Liu Peixi, Wang Xiaowen, Liu Yingjun, Cai Jiajun, Yang Zixiao, Quan Kai, Zhu Wei, Song Jianping
Department of Neurosurgery, Huashan Hospital, Shanghai Medical College, Fudan University, Shanghai, China.
National Center for Neurological Disorders, Fudan University, Shanghai, China.
Front Oncol. 2022 May 10;12:866225. doi: 10.3389/fonc.2022.866225. eCollection 2022.
The surgical strategy for falcotentorial junction tumors remains complex. Different approaches are selected according to the location and growth pattern of the tumor and the operator's experience. This report reviews our single-institution experience in the surgical management of falcotentorial junction tumors.
We retrospectively reviewed the clinical and imaging data, surgical strategy, and follow-up outcomes of 49 patients treated from 2007 to 2020.
All 49 patients (12 male, 37 female, mean age: 56.3 ± 11.3 years) underwent safe tumor resection. The most common complaints were headache (43%), dizziness (39%), and unstable gait (16%). Thirty percent of the tumors showed calcification, and the computed tomography scans revealed hydrocephalus in 36% of the patients. On magnetic resonance imaging, 43% of the tumors were unilateral. According to the Asari classification, the tumors were divided into inferior (16%), superior (29%), anterior (22%), and posterior (33%) types. The occipital interhemispheric approach (88%) and supracerebellar-infratentorial approach (10%) were primarily used to reach the tumors. The pathology examination results revealed that 85.7% of the tumors were meningioma and 14.3% were hemangiopericytoma. Of the 49 patients, 15 achieved a Simpson grade I resection, and 29 achieved a Simpson grade II resection. The follow-up rate was 77.6% (38/45); 94.7% of patients (36/38) achieved a favorable outcome, and 9 experienced tumor recurrences.

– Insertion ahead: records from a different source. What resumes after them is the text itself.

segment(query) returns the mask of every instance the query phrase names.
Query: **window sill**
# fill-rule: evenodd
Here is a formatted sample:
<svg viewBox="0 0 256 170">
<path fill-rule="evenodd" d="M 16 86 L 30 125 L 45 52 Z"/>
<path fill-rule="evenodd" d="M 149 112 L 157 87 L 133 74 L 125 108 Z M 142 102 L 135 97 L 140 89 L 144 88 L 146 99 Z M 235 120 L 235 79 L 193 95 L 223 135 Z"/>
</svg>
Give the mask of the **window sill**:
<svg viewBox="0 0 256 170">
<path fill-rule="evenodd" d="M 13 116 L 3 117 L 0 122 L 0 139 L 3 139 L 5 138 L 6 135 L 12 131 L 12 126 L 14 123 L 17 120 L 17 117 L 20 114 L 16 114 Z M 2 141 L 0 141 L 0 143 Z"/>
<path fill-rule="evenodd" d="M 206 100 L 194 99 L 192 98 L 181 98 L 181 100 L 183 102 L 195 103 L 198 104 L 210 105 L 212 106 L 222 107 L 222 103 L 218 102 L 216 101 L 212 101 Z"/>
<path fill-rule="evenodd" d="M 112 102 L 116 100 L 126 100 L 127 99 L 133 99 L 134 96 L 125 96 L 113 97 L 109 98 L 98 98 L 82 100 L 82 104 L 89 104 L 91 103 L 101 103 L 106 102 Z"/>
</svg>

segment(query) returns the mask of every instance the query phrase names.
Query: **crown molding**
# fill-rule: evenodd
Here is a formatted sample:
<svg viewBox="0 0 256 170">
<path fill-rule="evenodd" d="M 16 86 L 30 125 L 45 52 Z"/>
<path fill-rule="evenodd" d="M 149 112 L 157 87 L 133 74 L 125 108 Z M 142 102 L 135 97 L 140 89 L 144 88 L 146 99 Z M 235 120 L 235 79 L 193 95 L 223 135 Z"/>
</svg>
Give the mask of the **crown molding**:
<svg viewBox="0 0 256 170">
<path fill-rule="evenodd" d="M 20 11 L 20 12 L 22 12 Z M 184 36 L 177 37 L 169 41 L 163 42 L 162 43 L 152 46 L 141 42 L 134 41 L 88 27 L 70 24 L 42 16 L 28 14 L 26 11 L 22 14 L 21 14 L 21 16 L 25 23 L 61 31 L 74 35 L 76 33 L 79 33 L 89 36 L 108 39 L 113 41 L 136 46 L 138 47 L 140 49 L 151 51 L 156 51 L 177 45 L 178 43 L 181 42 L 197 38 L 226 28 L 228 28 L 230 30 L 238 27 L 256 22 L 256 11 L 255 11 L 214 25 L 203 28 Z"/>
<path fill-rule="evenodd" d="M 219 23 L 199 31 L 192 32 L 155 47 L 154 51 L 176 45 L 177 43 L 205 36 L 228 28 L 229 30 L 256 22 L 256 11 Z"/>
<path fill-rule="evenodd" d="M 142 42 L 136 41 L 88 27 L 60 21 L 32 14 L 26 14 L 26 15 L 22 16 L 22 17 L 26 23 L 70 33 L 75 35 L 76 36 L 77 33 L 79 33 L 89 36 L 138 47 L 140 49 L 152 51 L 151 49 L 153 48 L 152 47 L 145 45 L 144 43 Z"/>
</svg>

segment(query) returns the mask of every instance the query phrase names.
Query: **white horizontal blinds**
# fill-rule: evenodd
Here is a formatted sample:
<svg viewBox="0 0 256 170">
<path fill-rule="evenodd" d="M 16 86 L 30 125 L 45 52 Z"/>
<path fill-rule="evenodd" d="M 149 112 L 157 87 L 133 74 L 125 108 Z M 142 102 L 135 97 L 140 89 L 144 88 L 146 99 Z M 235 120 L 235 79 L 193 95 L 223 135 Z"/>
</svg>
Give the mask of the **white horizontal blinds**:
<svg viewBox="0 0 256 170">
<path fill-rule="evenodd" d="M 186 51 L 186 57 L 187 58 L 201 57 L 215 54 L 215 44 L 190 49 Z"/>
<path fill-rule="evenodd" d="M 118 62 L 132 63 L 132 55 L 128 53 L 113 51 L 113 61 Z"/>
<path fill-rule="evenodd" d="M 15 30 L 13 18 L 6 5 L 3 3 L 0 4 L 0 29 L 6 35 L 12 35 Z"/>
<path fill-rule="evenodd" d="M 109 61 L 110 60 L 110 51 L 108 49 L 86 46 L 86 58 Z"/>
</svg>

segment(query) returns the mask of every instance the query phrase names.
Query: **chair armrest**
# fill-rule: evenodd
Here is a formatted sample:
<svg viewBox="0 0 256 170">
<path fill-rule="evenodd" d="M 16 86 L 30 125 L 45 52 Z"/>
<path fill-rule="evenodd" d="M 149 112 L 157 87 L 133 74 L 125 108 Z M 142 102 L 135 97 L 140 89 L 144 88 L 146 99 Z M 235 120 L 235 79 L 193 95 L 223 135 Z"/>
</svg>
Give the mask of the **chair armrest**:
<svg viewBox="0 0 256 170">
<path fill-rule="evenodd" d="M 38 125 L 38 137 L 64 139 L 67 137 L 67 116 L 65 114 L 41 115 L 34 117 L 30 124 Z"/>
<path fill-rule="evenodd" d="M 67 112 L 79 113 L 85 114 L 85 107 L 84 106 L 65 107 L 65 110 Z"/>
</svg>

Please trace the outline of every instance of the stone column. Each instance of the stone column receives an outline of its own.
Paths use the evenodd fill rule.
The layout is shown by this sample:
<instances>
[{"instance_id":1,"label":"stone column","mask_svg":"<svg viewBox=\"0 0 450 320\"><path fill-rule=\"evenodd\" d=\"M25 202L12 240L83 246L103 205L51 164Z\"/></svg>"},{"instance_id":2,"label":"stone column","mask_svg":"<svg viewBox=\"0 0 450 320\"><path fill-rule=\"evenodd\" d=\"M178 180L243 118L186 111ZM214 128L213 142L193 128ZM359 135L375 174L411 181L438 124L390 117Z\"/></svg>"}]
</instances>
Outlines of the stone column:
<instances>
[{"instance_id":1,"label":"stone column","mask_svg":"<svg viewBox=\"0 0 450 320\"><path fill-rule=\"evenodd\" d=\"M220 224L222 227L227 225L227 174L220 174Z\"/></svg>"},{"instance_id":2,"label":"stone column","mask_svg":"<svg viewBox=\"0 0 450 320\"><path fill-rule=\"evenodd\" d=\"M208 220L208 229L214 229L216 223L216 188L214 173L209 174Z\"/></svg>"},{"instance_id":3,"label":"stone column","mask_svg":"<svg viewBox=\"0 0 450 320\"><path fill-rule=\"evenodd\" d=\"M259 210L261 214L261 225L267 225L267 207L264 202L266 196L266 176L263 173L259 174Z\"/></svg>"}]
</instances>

Surgical approach selection depends on the growth characteristics of the tumor and the degree of venous or sinus involvement. The occipital interhemispheric approach is the most commonly used and safest approach for falcotentorial junction tumors with multiple brain pressure control assistance techniques.
小脑幕切迹交界区肿瘤的手术策略仍然复杂。根据肿瘤的位置、生长方式以及术者的经验选择不同的手术入路。本报告回顾了我们单中心治疗小脑幕切迹交界区肿瘤的经验。
我们回顾性分析了2007年至2020年期间接受治疗的49例患者的临床和影像资料、手术策略及随访结果。
49例患者(男性12例,女性37例,平均年龄:56.3±11.3岁)均成功进行了肿瘤切除。最常见的症状是头痛(43%)、头晕(39%)和步态不稳(16%)。30%的肿瘤出现钙化,36%的患者计算机断层扫描显示脑积水。在磁共振成像上,43%的肿瘤为单侧性。根据浅利分类,肿瘤分为下部型(16%)、上部型(29%)、前部型(22%)和后部型(33%)。主要采用枕叶脑间沟入路(88%)和小脑上幕下入路(10%)到达肿瘤部位。病理检查结果显示,85.7%的肿瘤为脑膜瘤,14.3%为血管外皮细胞瘤。49例患者中,15例达到辛普森一级切除,29例达到辛普森二级切除。随访率为77.6%(38/45);94.7%的患者(36/38)获得了良好的预后,9例出现肿瘤复发。
手术入路的选择取决于肿瘤的生长特点以及静脉或窦的受累程度。枕叶脑间沟入路是小脑幕切迹交界区肿瘤最常用且最安全的入路,同时可采用多种脑压控制辅助技术。